For the first nine months of fiscal year 2006, we reported sales and marketing expenses from continuing operations of 12.9% of revenue, consistent with our targeted range of 11% to 14%. Going forward, we expect no change in the targeted sales and marketing expense range of 11% to 14% of revenue.
For the first nine months of fiscal year 2006, we reported G&A expenses from continuing operations of 3.6% of revenue, consistent with our targeted range of 3% to 4%. Going forward, we expect no change in the targeted G&A expense range of 3% to 4% of revenue.
With these gross margin and operating expense assumptions, we continue to target operating margin at approximately 35%. We are comfortable with the First Call consensus of $1.66 per diluted share for fiscal year 2007.

 


 

We expect this transaction to close in early April.
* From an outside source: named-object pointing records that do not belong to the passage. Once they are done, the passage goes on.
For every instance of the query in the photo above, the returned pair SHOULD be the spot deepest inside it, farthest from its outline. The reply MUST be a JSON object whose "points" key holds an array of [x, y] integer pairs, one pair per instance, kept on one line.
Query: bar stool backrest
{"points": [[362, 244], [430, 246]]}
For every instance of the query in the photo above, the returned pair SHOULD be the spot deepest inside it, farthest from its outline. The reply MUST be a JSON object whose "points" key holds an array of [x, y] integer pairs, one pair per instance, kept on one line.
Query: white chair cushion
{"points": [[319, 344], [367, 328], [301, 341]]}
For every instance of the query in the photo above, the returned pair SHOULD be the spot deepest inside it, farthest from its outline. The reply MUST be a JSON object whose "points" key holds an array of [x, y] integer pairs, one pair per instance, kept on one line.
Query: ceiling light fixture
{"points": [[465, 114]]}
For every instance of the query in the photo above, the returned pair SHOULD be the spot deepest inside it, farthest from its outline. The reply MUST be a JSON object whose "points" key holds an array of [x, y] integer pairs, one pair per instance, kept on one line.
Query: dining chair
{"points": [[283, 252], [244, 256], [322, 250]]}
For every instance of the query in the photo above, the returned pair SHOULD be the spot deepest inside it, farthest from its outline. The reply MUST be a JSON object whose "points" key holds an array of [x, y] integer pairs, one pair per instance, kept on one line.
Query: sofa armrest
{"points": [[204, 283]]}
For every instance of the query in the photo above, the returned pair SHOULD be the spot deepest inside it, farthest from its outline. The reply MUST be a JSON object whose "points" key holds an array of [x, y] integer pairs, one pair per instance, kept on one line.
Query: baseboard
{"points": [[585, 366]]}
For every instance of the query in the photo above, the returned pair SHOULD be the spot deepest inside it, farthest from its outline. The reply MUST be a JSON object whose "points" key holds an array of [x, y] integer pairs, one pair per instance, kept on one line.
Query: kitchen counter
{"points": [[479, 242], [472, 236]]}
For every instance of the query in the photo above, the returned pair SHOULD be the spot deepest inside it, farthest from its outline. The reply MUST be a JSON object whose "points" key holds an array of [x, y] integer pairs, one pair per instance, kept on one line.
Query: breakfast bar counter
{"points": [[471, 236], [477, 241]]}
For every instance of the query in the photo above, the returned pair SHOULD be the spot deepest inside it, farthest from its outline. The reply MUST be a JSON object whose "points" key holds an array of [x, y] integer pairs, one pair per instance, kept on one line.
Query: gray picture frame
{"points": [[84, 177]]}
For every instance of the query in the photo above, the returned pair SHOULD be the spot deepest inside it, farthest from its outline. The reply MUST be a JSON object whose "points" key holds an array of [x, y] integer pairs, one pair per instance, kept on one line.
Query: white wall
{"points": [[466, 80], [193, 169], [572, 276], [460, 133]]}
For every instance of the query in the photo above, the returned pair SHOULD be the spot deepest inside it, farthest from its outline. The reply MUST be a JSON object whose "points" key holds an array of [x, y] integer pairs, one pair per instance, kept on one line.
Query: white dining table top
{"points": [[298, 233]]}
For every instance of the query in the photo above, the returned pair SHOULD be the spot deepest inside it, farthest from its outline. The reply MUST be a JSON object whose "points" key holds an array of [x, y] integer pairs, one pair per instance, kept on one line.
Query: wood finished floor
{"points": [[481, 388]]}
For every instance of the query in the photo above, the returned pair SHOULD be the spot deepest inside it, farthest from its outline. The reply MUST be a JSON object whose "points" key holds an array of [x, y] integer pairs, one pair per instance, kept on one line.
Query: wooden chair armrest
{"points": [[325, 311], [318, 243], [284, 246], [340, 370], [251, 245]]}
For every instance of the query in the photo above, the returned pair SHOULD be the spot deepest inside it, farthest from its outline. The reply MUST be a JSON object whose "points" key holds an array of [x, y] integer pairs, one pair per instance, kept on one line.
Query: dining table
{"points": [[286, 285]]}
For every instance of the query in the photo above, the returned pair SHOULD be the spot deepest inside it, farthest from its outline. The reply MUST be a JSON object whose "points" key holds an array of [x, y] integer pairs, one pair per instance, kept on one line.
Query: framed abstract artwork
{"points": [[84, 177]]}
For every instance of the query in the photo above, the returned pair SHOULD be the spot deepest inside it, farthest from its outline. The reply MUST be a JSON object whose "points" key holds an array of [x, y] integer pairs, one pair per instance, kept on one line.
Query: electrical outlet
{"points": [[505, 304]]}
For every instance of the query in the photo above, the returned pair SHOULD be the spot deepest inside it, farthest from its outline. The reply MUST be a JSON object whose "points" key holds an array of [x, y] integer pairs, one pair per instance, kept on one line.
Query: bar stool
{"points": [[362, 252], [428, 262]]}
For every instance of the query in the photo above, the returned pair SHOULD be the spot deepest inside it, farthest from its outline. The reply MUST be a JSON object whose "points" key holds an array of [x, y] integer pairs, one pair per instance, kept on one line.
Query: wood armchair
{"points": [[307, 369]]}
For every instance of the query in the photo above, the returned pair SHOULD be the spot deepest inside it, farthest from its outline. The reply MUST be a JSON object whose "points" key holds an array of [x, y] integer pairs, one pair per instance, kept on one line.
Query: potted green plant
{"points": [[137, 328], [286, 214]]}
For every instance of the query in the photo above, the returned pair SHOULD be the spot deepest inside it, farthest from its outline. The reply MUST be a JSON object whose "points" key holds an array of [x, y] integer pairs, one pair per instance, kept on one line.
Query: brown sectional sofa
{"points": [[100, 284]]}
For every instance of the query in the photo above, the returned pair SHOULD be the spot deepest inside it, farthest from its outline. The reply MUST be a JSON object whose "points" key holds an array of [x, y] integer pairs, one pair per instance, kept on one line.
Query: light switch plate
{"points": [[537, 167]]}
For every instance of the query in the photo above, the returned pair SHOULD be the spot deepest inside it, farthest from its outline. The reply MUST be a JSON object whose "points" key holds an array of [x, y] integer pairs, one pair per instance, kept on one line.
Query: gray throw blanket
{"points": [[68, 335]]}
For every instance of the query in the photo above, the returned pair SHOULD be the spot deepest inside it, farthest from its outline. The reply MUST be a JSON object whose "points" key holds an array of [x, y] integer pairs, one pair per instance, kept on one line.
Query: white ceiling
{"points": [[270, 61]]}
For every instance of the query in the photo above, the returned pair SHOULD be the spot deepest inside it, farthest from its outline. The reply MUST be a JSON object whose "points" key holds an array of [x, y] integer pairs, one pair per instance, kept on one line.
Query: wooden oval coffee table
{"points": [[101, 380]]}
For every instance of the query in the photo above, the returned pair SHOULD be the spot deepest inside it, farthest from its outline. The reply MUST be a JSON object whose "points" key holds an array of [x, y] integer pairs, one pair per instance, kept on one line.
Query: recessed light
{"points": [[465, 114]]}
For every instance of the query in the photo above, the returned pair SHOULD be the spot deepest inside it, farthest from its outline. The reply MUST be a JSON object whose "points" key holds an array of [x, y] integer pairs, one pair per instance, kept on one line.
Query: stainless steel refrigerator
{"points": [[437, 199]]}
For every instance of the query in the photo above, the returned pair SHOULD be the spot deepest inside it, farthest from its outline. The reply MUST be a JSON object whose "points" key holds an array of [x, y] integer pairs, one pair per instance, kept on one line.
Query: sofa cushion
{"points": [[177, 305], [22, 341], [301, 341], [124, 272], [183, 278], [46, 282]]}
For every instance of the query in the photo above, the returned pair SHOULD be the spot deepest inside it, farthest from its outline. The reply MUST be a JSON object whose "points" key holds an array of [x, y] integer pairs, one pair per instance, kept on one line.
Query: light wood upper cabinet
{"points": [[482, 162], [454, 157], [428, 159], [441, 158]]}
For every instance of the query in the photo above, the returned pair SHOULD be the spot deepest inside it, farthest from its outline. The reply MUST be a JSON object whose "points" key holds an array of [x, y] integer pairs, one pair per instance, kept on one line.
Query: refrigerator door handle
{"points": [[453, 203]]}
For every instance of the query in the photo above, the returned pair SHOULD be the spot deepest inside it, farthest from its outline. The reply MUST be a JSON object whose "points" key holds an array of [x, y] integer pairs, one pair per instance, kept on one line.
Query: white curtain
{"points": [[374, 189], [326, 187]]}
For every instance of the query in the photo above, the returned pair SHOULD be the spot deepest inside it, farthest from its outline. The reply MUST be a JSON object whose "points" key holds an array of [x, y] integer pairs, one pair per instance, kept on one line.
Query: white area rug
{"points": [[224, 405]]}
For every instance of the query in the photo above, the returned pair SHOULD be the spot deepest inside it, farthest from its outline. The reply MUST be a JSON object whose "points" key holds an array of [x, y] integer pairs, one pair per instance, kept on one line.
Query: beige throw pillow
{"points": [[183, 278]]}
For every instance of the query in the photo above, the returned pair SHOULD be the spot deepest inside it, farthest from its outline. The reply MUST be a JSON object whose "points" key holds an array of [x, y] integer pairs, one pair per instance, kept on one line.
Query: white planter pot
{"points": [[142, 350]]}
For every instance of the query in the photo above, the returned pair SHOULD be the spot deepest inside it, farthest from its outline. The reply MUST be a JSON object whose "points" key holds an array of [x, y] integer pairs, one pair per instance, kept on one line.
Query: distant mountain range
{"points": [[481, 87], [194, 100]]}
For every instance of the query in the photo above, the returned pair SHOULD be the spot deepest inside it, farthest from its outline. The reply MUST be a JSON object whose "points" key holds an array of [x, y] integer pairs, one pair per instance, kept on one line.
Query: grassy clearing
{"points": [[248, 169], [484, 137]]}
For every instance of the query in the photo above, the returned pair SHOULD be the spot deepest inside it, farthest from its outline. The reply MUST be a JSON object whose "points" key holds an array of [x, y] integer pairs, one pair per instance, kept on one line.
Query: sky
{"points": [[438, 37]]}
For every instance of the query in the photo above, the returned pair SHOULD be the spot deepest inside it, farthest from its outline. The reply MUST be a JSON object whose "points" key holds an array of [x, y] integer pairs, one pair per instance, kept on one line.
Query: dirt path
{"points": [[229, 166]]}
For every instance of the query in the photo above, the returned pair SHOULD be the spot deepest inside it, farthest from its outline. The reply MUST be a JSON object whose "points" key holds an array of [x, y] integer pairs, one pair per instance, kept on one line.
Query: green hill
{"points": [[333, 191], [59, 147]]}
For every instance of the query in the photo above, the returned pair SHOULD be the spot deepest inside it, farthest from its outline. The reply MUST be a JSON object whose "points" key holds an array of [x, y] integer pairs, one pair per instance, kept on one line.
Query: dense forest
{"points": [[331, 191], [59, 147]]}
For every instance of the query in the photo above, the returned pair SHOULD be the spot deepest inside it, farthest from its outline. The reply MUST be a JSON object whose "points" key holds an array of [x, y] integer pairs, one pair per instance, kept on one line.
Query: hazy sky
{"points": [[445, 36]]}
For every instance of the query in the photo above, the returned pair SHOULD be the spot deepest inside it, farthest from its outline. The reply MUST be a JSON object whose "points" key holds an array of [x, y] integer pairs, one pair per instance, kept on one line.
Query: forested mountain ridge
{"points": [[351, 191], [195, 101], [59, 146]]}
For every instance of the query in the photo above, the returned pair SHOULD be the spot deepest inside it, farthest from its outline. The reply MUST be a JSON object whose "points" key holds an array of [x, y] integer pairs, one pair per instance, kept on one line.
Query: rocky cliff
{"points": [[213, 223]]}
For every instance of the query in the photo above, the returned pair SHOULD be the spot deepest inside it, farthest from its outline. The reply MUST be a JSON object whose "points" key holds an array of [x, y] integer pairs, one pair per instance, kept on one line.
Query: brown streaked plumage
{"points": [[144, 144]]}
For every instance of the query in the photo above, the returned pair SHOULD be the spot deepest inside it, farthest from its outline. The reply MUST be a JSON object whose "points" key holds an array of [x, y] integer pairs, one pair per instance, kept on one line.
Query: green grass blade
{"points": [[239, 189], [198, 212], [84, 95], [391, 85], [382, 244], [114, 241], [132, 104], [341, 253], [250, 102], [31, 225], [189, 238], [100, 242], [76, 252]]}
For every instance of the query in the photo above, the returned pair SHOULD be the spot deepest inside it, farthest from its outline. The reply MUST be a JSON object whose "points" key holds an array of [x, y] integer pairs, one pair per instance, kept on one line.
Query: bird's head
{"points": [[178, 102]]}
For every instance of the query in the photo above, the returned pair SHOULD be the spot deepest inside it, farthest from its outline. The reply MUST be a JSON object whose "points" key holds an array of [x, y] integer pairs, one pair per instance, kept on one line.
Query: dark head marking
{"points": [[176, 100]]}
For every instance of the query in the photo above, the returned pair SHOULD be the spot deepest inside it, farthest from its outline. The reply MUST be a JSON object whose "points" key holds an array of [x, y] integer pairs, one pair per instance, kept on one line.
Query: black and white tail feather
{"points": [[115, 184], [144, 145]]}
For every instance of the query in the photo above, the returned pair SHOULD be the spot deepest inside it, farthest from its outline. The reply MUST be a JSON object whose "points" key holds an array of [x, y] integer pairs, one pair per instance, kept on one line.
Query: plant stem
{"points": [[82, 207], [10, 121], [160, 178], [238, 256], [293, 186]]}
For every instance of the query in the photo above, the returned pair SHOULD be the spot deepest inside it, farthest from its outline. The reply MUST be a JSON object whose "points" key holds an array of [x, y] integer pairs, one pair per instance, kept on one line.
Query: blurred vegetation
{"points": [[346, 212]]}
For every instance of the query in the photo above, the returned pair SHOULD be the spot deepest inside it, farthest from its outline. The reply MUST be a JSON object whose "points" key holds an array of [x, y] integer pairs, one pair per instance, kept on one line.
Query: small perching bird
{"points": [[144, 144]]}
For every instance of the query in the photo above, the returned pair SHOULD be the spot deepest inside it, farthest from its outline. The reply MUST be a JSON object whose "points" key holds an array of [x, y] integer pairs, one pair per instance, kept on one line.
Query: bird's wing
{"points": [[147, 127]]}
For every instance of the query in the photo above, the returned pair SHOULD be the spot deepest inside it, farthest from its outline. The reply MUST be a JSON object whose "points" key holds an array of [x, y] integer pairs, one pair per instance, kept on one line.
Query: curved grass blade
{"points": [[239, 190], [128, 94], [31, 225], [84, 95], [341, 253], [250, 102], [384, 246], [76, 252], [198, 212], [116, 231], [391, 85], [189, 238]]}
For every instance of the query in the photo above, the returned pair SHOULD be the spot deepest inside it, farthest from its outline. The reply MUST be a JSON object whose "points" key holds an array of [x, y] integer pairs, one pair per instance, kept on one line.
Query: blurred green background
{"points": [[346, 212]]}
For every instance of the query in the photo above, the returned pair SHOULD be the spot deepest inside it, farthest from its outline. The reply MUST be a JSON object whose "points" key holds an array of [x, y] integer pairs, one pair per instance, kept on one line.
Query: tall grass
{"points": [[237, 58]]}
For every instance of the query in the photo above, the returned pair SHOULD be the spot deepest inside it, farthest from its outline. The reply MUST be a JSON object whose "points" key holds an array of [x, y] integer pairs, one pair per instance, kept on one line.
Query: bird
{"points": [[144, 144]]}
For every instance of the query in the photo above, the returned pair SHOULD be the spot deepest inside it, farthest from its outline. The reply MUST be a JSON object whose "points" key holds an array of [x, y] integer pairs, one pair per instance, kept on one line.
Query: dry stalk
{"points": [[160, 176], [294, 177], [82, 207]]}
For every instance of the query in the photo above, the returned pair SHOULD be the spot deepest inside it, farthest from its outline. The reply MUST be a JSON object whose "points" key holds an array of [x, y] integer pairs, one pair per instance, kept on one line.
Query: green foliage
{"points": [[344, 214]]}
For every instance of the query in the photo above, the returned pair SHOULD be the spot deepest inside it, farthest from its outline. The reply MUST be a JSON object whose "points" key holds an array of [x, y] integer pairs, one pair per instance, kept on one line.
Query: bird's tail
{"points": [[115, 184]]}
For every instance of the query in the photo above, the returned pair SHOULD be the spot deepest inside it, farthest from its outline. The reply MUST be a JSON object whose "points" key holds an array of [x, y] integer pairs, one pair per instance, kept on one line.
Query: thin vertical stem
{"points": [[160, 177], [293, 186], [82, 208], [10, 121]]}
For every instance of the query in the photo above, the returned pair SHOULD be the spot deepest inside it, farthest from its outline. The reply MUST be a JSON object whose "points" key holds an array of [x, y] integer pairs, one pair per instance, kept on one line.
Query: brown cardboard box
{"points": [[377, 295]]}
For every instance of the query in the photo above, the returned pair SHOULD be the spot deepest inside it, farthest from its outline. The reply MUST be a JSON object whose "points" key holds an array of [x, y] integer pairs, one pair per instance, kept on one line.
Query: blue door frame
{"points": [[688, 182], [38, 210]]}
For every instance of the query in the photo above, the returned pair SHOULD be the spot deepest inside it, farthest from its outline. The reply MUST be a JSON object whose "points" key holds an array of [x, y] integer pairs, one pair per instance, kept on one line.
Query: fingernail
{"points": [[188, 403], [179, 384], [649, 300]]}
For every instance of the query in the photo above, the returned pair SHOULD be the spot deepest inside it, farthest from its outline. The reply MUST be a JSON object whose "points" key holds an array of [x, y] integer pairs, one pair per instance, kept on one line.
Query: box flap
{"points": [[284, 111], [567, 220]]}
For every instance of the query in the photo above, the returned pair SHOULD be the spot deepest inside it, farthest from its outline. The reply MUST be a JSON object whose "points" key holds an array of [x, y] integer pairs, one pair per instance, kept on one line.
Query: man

We will provide additional details during our fourth quarter and year end earnings conference call in early May.
Thank you operator we will now take questions.
[Q&A]
Tony:
Thank you for joining us for this conference call. We look forward to discussing our fourth quarter and fiscal year 2006 results with you at our next quarterly conference call in early May. Also, we have several upcoming conferences that we will be attending. In late February, we will be presenting at the Goldman Sachs Technology Investment Symposium. In March, we will be presenting at the Morgan Stanley Semiconductor & Systems Conference, the Deutsche Bank 2006 Technology Conference and the Citigroup Small & Mid-Cap Conference. Please refer to our investor relations website at www.qlogic.com for any updates to the conference schedule. For any of you that will be attending the conference, we look forward to seeing you there.